Tuesday, February 06, 2018

The LOLCAT Method

You probably think the title of this post is a joke. Well, it is, but probably not in the way that you think it is.
LOLCAT helping me with SCIENCE!
You see, back in the waning days of my grad student career, I started working with an ambitious and enthusiastic young undergrad named Sagar Indurkhya who wanted to work on better ways to design synthetic biology circuits. I was just getting into the area myself, and our efforts quickly wandered sideways, from work on circuit design to work on simulators. Sagar was using stochastic simulators and found (as many people do) that they were way too slow for his taste. So he went to town on the optimization problem, finding all sorts of crazy ways to improve the speed, from highly general (factoring reactions to improve scaling properties), to super-specialized (making his own specialized virtual machine). Happy with the remarkable improvements in speed that we'd gotten, we decided to write it up and, liking publications without paywalls and having no particular reason to send it anywhere else, we sent it to PLOS ONE.

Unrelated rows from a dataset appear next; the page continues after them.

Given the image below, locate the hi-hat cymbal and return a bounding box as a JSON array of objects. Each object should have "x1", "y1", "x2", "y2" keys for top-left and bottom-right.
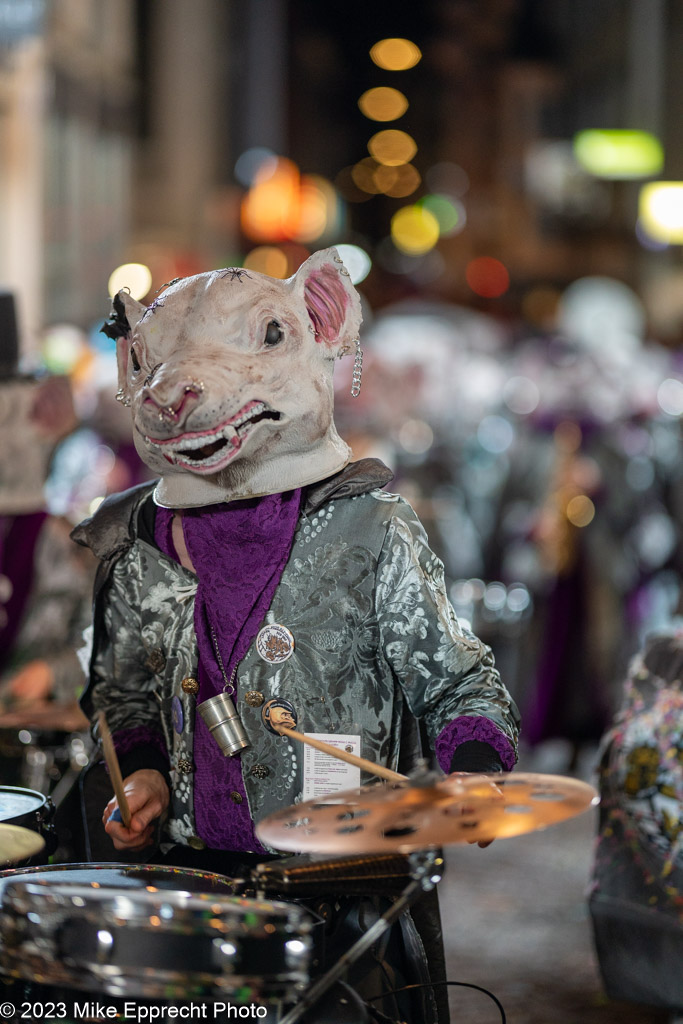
[
  {"x1": 0, "y1": 822, "x2": 45, "y2": 866},
  {"x1": 256, "y1": 772, "x2": 598, "y2": 854}
]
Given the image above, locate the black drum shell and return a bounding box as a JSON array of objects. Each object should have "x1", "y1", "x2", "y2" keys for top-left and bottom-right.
[
  {"x1": 0, "y1": 785, "x2": 57, "y2": 864},
  {"x1": 0, "y1": 863, "x2": 312, "y2": 1006}
]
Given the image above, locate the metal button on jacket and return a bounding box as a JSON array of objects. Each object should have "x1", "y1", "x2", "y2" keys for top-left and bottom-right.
[{"x1": 245, "y1": 690, "x2": 265, "y2": 708}]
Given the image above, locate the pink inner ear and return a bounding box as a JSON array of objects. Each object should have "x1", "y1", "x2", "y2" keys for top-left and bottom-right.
[{"x1": 303, "y1": 264, "x2": 349, "y2": 342}]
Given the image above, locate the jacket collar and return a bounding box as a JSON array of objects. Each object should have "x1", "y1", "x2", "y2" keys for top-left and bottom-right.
[{"x1": 71, "y1": 459, "x2": 393, "y2": 559}]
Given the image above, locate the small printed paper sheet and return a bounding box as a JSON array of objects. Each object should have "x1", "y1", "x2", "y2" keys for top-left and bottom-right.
[{"x1": 303, "y1": 732, "x2": 360, "y2": 800}]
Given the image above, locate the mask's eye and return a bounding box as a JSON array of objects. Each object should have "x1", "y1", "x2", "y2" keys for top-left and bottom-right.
[{"x1": 263, "y1": 321, "x2": 283, "y2": 348}]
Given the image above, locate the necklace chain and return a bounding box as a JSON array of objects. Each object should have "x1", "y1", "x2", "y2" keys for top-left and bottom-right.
[{"x1": 211, "y1": 626, "x2": 238, "y2": 693}]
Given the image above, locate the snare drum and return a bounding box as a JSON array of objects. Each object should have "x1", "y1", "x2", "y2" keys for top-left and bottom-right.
[
  {"x1": 0, "y1": 785, "x2": 57, "y2": 859},
  {"x1": 0, "y1": 863, "x2": 314, "y2": 1005}
]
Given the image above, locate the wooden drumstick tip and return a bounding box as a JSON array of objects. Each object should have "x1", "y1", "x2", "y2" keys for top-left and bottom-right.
[{"x1": 97, "y1": 711, "x2": 131, "y2": 828}]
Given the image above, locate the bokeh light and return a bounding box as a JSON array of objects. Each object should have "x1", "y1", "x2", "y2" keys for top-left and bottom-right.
[
  {"x1": 557, "y1": 275, "x2": 645, "y2": 353},
  {"x1": 573, "y1": 128, "x2": 664, "y2": 179},
  {"x1": 398, "y1": 420, "x2": 434, "y2": 455},
  {"x1": 358, "y1": 85, "x2": 409, "y2": 121},
  {"x1": 106, "y1": 263, "x2": 152, "y2": 300},
  {"x1": 503, "y1": 376, "x2": 541, "y2": 416},
  {"x1": 657, "y1": 377, "x2": 683, "y2": 416},
  {"x1": 241, "y1": 157, "x2": 300, "y2": 242},
  {"x1": 564, "y1": 495, "x2": 595, "y2": 526},
  {"x1": 335, "y1": 243, "x2": 373, "y2": 285},
  {"x1": 41, "y1": 324, "x2": 85, "y2": 374},
  {"x1": 291, "y1": 174, "x2": 337, "y2": 242},
  {"x1": 391, "y1": 206, "x2": 439, "y2": 256},
  {"x1": 370, "y1": 39, "x2": 422, "y2": 71},
  {"x1": 368, "y1": 128, "x2": 418, "y2": 167},
  {"x1": 638, "y1": 181, "x2": 683, "y2": 244},
  {"x1": 465, "y1": 256, "x2": 510, "y2": 299},
  {"x1": 243, "y1": 246, "x2": 290, "y2": 280},
  {"x1": 417, "y1": 195, "x2": 467, "y2": 238}
]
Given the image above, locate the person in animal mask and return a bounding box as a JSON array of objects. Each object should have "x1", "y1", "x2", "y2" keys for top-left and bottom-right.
[{"x1": 74, "y1": 249, "x2": 519, "y2": 1019}]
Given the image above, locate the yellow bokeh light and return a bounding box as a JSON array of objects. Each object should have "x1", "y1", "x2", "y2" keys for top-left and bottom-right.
[
  {"x1": 368, "y1": 128, "x2": 418, "y2": 167},
  {"x1": 638, "y1": 181, "x2": 683, "y2": 244},
  {"x1": 292, "y1": 174, "x2": 337, "y2": 242},
  {"x1": 370, "y1": 39, "x2": 422, "y2": 71},
  {"x1": 244, "y1": 246, "x2": 290, "y2": 281},
  {"x1": 358, "y1": 85, "x2": 409, "y2": 121},
  {"x1": 573, "y1": 128, "x2": 664, "y2": 180},
  {"x1": 241, "y1": 157, "x2": 300, "y2": 242},
  {"x1": 391, "y1": 206, "x2": 439, "y2": 256},
  {"x1": 373, "y1": 164, "x2": 422, "y2": 199},
  {"x1": 106, "y1": 263, "x2": 152, "y2": 301},
  {"x1": 565, "y1": 495, "x2": 595, "y2": 526}
]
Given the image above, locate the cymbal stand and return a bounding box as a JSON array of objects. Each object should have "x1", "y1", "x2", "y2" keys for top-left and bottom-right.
[{"x1": 280, "y1": 850, "x2": 443, "y2": 1024}]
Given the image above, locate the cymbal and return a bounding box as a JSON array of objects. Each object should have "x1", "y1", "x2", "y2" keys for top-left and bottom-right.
[
  {"x1": 256, "y1": 772, "x2": 598, "y2": 854},
  {"x1": 0, "y1": 822, "x2": 45, "y2": 865}
]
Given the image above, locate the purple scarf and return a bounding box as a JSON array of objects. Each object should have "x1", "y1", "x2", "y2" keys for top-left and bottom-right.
[{"x1": 155, "y1": 490, "x2": 301, "y2": 852}]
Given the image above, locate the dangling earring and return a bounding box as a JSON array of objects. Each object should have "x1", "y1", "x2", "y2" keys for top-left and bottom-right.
[{"x1": 351, "y1": 338, "x2": 362, "y2": 398}]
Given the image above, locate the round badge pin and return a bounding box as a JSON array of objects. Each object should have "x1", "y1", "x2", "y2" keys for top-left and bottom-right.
[{"x1": 256, "y1": 623, "x2": 294, "y2": 665}]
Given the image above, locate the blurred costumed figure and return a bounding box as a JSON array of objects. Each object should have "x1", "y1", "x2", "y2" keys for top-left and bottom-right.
[
  {"x1": 0, "y1": 294, "x2": 94, "y2": 781},
  {"x1": 590, "y1": 622, "x2": 683, "y2": 1014}
]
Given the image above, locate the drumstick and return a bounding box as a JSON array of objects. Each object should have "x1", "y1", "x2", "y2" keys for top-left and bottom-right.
[
  {"x1": 272, "y1": 724, "x2": 408, "y2": 782},
  {"x1": 98, "y1": 711, "x2": 130, "y2": 828}
]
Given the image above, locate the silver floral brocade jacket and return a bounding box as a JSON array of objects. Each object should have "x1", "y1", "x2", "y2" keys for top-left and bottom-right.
[{"x1": 73, "y1": 460, "x2": 519, "y2": 844}]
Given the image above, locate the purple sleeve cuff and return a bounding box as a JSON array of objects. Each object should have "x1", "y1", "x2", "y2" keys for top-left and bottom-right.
[{"x1": 434, "y1": 715, "x2": 516, "y2": 775}]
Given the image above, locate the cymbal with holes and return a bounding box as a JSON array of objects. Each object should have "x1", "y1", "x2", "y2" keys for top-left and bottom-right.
[
  {"x1": 256, "y1": 772, "x2": 598, "y2": 854},
  {"x1": 0, "y1": 822, "x2": 45, "y2": 867}
]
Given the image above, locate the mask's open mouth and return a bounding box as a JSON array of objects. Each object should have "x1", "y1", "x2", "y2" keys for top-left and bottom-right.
[{"x1": 145, "y1": 401, "x2": 281, "y2": 473}]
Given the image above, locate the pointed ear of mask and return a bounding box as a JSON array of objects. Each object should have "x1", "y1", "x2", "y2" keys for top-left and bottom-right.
[
  {"x1": 107, "y1": 290, "x2": 147, "y2": 391},
  {"x1": 291, "y1": 248, "x2": 362, "y2": 357}
]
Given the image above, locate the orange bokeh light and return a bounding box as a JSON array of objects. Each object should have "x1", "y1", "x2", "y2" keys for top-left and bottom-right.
[{"x1": 465, "y1": 256, "x2": 510, "y2": 299}]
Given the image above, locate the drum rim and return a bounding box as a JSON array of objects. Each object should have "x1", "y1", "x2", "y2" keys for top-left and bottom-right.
[{"x1": 0, "y1": 872, "x2": 312, "y2": 934}]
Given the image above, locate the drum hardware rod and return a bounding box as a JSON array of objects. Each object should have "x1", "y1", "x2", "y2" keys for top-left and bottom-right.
[
  {"x1": 280, "y1": 847, "x2": 442, "y2": 1024},
  {"x1": 272, "y1": 724, "x2": 408, "y2": 782},
  {"x1": 98, "y1": 711, "x2": 130, "y2": 828}
]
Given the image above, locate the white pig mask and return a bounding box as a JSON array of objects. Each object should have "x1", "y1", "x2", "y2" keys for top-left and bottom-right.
[{"x1": 108, "y1": 249, "x2": 361, "y2": 508}]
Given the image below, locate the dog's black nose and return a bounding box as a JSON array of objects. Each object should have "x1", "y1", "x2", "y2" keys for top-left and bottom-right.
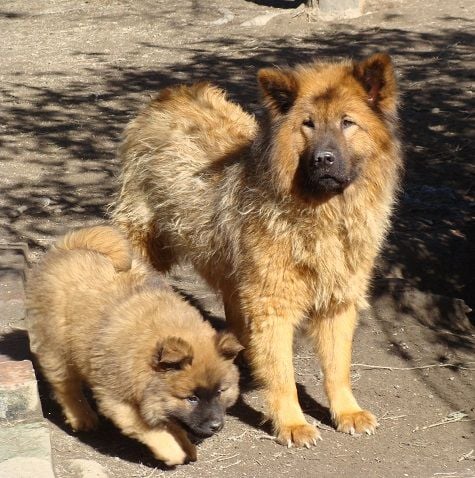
[{"x1": 315, "y1": 151, "x2": 336, "y2": 166}]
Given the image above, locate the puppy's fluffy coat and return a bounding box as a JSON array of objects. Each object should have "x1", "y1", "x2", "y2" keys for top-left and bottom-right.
[{"x1": 27, "y1": 226, "x2": 242, "y2": 465}]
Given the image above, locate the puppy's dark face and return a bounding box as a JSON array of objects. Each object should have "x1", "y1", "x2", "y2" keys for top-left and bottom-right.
[
  {"x1": 141, "y1": 333, "x2": 242, "y2": 438},
  {"x1": 259, "y1": 54, "x2": 397, "y2": 201}
]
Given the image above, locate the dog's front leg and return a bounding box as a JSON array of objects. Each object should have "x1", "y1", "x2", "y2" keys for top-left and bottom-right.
[
  {"x1": 312, "y1": 304, "x2": 378, "y2": 434},
  {"x1": 246, "y1": 295, "x2": 320, "y2": 447}
]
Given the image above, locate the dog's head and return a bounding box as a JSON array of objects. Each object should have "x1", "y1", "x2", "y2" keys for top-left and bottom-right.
[
  {"x1": 258, "y1": 54, "x2": 397, "y2": 204},
  {"x1": 141, "y1": 333, "x2": 243, "y2": 438}
]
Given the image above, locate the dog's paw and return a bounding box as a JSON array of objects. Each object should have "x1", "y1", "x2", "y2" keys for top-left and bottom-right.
[
  {"x1": 335, "y1": 410, "x2": 379, "y2": 435},
  {"x1": 66, "y1": 410, "x2": 99, "y2": 432},
  {"x1": 160, "y1": 448, "x2": 193, "y2": 467},
  {"x1": 277, "y1": 423, "x2": 321, "y2": 448}
]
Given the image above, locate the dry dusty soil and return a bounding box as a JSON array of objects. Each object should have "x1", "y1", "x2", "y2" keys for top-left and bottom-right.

In the process of writing things up, however, we needed to give the algorithm a name, and one fateful day Sagar asked me: "Can I name it anything?" I said sure, and he continued, "Even something silly, like LOLCAT?" I hesitated, but couldn't really find any particularly good argument against it besides the fact that it was silly, which at the time didn't seem to me to be a sufficient argument against. And if it was a problem, the reviewers would ask us to change it, right?

Not a peep. I just looked back through and found that the reviewers were perfectly happy with our absurd title, engaged seriously with the paper to provide a sound and sober analysis of the LOLCAT method that resulted in significant improvement in manuscript presentation, and then the paper went through for publication. And then I mostly just forgot about it.  I don't use stochastic simulations very often, and when I have it's typically been on much smaller systems, so I just haven't ever had reason to use the work myself.

But others have. I was reminded of the paper this morning, in fact, by a citation alert. After a long period of dormancy, the LOLCAT method is gathering citations as reaction network simulations grow and people are apparently finding it to be of significance in their work. As of this writing, it has received 18 citations---not huge, but definitely showing a significant impact.  I am profoundly ambivalent about this fact: happy that it's a useful piece of work, cringingly embarrassed at my early career naiveté, yet also defiantly proud of our little joke. We didn't even have the good grace to try to make the name an acronym.

It's out there still, and will be in the scientific record forever after, for good or ill: "Reaction Factoring and Bipartite Update Graphs Accelerate the Gillespie Algorithm for Large-Scale Biochemical Systems."  The LOLCAT method.